New James Webb Space Telescope (JWST) imaging and spectroscopy observations have revealed a gravitationally lensed galaxy, with strong nebular emission lines, at redshift 9.5 – corresponding to 510 million years after the Big Bang. Though little is known about galaxies at such early times, emission lines in the spectrum of this distant galaxy allowed the study's authors to determine some of its physical properties. It is thought that the Universe was once opaque, dominated by dense neutral hydrogen filling intergalactic space. Light from the earliest galaxies gradually reionized the majority of the gas in the intergalactic medium, transforming the Universe and making it transparent. However, the precise timeline of reionization and the relative contributions of the Universe's earliest galaxies to this process remain uncertain.

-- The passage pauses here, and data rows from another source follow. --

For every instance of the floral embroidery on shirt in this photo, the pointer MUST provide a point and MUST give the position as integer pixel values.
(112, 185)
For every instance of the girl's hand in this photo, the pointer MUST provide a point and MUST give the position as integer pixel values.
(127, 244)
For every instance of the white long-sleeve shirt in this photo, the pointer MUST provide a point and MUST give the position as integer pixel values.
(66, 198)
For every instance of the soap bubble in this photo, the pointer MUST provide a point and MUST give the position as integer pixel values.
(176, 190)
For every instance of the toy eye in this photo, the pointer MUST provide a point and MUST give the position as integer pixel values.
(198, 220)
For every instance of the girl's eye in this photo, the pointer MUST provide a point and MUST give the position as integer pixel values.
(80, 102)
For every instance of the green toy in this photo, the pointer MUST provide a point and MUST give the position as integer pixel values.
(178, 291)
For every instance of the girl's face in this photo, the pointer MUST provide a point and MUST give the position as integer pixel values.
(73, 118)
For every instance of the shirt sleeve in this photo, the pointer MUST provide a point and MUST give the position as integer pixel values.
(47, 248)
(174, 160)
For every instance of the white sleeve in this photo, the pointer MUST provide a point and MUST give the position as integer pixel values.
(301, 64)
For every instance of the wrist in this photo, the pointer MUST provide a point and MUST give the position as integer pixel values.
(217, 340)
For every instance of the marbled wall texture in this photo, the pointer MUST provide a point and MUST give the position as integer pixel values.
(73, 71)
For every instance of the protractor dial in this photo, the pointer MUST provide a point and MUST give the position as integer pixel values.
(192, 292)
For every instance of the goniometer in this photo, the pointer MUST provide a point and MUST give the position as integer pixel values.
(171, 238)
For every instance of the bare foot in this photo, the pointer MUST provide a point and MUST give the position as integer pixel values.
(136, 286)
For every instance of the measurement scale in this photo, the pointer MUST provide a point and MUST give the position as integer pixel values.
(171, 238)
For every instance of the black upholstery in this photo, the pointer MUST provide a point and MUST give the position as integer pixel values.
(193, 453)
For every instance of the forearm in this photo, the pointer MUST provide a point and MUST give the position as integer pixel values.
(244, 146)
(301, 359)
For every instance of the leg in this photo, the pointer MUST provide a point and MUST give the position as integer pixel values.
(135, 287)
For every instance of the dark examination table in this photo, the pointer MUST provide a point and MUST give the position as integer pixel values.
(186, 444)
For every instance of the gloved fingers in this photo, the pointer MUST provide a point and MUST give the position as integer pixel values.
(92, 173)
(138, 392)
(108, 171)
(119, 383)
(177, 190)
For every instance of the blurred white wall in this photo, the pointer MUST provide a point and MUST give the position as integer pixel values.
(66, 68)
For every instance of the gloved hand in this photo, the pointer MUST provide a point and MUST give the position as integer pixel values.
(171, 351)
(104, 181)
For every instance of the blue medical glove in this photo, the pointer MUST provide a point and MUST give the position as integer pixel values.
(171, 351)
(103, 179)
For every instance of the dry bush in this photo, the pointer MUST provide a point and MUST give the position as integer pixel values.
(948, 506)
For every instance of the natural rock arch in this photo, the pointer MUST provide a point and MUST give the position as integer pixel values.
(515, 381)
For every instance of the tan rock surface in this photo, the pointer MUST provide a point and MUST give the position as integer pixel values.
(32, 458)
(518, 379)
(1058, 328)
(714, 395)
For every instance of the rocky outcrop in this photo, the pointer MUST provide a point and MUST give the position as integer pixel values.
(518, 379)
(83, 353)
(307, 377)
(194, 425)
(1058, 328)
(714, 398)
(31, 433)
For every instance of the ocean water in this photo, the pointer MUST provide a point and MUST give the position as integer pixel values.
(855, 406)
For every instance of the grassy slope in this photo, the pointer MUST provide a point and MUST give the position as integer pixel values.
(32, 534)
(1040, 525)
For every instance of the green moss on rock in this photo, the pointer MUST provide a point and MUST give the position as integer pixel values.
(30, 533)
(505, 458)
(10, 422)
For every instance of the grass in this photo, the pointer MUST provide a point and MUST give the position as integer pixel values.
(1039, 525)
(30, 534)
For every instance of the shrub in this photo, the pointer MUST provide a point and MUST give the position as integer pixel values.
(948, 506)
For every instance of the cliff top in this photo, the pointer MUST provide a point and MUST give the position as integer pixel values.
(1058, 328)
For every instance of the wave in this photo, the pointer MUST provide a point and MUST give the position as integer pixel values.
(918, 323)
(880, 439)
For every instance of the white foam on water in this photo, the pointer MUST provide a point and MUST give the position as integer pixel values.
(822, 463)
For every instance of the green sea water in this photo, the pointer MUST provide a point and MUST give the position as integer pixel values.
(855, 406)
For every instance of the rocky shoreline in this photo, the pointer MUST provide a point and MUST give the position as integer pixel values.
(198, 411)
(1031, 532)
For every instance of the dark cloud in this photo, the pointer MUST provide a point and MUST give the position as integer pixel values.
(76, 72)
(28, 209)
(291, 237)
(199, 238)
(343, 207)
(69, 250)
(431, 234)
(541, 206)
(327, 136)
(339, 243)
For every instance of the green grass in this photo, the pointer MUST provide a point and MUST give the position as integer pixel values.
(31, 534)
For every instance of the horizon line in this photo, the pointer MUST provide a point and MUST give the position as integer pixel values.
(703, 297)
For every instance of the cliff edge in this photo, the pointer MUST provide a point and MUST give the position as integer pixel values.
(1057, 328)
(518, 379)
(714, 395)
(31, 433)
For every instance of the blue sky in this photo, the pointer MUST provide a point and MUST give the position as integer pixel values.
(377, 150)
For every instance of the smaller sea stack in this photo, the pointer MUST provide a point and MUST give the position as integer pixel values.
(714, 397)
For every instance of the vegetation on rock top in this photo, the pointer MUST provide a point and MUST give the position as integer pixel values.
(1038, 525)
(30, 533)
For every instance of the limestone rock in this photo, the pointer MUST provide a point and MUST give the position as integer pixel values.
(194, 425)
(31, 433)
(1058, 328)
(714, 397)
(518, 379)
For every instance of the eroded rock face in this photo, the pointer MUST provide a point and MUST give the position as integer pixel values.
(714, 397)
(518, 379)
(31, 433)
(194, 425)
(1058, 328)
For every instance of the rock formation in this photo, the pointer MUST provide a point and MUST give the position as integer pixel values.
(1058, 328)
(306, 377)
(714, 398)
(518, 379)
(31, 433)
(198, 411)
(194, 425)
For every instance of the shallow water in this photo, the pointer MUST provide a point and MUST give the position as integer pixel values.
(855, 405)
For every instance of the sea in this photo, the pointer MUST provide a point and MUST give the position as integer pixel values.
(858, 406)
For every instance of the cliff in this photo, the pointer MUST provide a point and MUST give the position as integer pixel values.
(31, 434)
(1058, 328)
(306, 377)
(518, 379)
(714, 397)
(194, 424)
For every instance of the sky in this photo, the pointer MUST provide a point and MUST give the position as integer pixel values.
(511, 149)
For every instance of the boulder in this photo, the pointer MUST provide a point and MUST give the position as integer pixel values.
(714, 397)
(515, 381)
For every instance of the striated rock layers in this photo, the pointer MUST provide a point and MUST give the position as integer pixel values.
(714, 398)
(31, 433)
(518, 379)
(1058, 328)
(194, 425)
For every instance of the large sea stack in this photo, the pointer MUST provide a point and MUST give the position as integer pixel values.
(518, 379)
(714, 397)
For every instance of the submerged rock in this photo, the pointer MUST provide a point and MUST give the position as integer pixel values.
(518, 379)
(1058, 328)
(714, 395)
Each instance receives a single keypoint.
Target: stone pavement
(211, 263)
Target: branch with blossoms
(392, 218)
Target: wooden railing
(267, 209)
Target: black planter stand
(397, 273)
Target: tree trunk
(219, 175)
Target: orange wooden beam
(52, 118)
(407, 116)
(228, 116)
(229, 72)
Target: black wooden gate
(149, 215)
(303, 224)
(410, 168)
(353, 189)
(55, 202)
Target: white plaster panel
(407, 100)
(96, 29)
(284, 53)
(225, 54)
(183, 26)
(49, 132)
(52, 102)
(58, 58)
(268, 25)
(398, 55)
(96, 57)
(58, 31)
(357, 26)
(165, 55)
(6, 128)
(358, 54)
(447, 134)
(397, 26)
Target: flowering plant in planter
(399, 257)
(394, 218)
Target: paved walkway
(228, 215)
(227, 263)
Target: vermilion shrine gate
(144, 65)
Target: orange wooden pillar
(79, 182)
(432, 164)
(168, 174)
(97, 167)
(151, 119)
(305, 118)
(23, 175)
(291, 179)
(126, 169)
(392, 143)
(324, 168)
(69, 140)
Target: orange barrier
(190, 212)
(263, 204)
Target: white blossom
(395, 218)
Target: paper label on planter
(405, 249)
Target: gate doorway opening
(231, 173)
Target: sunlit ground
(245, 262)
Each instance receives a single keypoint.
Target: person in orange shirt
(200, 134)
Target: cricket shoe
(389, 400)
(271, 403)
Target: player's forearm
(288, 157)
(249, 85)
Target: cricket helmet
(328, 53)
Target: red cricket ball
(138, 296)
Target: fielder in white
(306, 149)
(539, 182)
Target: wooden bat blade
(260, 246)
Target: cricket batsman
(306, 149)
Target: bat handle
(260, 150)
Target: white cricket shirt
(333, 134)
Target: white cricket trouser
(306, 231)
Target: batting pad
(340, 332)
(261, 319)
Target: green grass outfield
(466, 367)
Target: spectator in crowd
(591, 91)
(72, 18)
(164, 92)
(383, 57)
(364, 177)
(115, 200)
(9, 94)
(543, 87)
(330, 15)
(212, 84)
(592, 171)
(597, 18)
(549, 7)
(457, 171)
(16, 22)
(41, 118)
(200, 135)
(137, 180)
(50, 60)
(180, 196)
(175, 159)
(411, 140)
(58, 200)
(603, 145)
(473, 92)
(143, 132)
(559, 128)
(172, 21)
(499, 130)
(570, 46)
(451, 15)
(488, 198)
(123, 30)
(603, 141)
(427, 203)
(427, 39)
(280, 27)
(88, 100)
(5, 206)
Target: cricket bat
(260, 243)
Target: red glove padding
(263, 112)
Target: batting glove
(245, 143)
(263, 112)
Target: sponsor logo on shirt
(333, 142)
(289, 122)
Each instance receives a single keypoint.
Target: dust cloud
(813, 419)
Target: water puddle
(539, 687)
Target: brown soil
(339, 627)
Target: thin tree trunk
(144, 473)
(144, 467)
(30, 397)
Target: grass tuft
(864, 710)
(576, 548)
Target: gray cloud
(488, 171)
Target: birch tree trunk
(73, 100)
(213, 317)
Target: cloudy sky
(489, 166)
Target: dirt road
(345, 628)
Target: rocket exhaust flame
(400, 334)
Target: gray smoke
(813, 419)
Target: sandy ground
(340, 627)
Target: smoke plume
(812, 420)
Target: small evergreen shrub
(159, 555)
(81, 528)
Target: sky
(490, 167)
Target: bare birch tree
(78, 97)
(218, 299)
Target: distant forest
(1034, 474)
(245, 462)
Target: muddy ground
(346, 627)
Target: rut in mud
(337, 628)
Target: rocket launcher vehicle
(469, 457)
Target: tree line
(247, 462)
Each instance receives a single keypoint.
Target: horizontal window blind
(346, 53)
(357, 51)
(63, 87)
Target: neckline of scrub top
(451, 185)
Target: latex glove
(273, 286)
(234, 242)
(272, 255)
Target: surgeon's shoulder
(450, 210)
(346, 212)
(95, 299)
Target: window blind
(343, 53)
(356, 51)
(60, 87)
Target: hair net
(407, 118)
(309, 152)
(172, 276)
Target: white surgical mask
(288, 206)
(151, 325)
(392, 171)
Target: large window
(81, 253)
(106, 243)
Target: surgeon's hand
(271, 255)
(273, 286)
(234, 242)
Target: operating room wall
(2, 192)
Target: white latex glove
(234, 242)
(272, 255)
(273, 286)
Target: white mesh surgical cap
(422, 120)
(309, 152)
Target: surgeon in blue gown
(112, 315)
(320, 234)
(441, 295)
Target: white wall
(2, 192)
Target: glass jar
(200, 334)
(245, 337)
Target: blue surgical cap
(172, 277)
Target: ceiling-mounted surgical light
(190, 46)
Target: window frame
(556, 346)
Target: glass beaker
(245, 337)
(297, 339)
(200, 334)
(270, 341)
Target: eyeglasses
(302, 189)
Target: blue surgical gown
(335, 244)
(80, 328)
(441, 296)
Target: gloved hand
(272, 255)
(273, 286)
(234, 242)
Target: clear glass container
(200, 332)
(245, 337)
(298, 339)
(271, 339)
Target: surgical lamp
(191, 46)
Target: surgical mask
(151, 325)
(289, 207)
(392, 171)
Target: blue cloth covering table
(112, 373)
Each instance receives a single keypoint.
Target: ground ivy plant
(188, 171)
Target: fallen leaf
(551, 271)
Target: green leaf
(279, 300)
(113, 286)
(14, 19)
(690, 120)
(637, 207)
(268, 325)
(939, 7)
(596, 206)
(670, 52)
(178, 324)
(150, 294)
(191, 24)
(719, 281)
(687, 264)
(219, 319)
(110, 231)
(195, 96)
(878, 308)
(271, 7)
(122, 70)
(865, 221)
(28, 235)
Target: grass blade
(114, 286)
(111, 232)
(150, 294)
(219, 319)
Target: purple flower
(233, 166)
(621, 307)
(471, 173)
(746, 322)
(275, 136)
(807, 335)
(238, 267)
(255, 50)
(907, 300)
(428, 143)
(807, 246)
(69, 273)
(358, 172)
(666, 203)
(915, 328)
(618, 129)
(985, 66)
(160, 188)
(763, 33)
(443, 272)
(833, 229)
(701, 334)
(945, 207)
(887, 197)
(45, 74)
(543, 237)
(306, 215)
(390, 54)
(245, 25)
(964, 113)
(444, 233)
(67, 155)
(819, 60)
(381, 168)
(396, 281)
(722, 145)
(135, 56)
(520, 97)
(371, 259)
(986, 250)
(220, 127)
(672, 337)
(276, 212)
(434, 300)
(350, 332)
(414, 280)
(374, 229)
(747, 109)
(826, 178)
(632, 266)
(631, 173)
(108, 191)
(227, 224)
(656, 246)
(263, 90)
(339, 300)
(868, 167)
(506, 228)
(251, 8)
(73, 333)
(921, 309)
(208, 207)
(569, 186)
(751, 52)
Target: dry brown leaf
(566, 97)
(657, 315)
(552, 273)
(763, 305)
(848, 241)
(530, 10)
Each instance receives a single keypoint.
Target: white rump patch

Hayley Williams and colleagues report near-infrared imaging and spectroscopy observations, from JWST, of a distant galaxy magnified by gravitational lensing. The observed galaxy is located at redshift 9.5, corresponding to about 510 million years after the Big Bang and before reionization was complete. The high magnification provided by gravitational lensing enabled the authors to detect the intrinsically faint galaxy and to obtain spectral information with strong nebular emission lines that reveal some of the galaxy's physical properties. According to Williams et al., the findings show that the galaxy has a radius of 16.2 parsecs and is much more compact than other galaxies with equivalent luminosity, suggesting a high density of star formation. What's more, spectrographic analysis shows that the galaxy has an abundance of oxygen and hydrogen.